C’est le seul travail de Loeb & Sale que je n’ai pas eu envie de relire (en fait de re-relire). La dernière fois que je l’ai lu (il y a 7 ans), il m’a laissé une impression de scénario trop facile, donc je pencherais plutôt du côté de l’amphigouri que de la virtuosité. En fait je n’avais pas accroché dès les premières pages à cause de cette évocation facile de Jack l’éventreur, assez superficielle (voire infantile, si je puis me permettre), et peu compatible avec les superhéros (de mon point de vue).
Mais en lisant l’article de Tornado, je suis frappé par la qualité de l’iconographie. Les pages choisies font apparaître avec force tout le travail de composition de Tim Sale, déjà bien évolué par rapport à l’ordinaire des comics (et pas seulement par rapport à Jim Lee).
Le teaser de Présence: « La Tornado attitude » 1/4
Non, Jeph Loeb & Tim Sale n’ont pas fait que du Batman (très bien d’ailleurs). Non, ils n’ont pas fait que des couleurs non plus. Ils ont aussi tapé dans le mutant en 1995 : Gambit & Wolverine : victims. Tornado l’a lu et il le prouve.
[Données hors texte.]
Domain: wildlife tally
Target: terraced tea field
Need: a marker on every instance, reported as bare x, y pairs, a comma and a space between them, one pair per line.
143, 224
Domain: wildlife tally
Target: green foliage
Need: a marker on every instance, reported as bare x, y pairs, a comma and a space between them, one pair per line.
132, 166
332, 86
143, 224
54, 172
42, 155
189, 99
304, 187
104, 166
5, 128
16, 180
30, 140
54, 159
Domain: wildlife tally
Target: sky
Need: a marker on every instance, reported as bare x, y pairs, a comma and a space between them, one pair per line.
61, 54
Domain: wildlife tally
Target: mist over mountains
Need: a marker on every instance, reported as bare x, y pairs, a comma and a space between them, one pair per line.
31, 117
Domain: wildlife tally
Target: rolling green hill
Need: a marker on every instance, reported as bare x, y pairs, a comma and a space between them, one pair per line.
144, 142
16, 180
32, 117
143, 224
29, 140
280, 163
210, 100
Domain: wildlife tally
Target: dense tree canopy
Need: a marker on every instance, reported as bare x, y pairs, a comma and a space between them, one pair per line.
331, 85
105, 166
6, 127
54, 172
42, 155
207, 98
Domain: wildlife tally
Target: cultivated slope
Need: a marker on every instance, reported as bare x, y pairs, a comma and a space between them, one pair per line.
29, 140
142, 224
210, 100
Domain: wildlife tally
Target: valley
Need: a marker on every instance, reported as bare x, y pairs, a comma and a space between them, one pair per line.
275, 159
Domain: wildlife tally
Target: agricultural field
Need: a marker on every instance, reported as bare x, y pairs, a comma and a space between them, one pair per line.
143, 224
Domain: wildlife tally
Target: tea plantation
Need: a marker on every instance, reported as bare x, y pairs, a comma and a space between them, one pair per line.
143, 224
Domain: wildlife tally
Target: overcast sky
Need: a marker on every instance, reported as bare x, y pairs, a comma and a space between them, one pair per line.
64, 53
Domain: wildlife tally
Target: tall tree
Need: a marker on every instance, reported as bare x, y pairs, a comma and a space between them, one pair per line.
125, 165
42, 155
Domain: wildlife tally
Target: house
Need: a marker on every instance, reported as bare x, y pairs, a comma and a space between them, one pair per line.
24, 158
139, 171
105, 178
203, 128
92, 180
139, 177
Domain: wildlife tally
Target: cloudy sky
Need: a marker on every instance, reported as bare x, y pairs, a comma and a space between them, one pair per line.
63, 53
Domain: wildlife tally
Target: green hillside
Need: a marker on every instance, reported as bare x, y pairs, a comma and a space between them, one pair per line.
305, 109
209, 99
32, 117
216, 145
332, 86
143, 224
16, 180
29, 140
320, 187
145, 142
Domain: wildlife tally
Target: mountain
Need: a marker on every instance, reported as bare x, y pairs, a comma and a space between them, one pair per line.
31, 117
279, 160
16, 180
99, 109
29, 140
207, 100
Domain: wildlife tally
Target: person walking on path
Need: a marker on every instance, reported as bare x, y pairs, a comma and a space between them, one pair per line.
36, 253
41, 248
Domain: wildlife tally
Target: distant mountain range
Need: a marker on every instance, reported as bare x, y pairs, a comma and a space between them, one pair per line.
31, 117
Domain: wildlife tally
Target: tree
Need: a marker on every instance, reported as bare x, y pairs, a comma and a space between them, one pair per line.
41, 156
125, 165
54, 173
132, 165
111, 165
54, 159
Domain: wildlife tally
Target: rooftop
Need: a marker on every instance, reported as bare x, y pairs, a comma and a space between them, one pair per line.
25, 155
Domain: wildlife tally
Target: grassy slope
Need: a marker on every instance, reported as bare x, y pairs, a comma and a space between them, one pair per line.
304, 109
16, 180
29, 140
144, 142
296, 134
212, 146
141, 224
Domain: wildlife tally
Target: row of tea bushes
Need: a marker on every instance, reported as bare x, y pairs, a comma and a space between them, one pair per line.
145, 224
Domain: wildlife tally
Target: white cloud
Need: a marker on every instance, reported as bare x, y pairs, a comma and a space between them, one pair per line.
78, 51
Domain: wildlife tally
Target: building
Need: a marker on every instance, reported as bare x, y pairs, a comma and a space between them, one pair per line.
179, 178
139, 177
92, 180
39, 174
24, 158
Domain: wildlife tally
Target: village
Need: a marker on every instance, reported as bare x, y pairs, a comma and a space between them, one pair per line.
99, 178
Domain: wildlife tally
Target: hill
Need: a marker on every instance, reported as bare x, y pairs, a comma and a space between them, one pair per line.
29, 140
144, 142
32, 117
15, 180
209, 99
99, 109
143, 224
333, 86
Je ne connais pas du tout mais les scans m’intriguent. Je n’ai pas encore investi dans un Long Halloween mais décidément j’ai l’impression de louper quelque chose. Et maintenant allons voir la définition de amphigourique…
@JP : Merci beaucoup. Et pour le reste, d’accord avec toi !
@Bruce : Houlah ! Vraiment pas sûr que ça te plaise ! A mon avis, une perte de temps en ce qui te concerne. Aucun intérêt pour les personnages ni même pour le script. Tout l’intérêt de cette mini réside dans le découpage et l’ambiance !
@Présence : Rien à ajouter. C’est bel et bien le découpage et la mise en forme générale qui tire l’ensemble vers le haut. Le script n’a pas grande valeur en dehors de ça.
@Jyrille : Essaie d’abord Daredevil ou Spiderman. Si tu aimes, alors tu prends le tout ! 😀
J’ai trouvé que ce comics était clairement le plus « faible » scénaristiquement parlant (et même graphiquement d’ailleurs) de leurs travaux pour Marvel… Je l’ai toujours un peu vu comme un brouillon avant de passer aux choses (plus) sérieuses.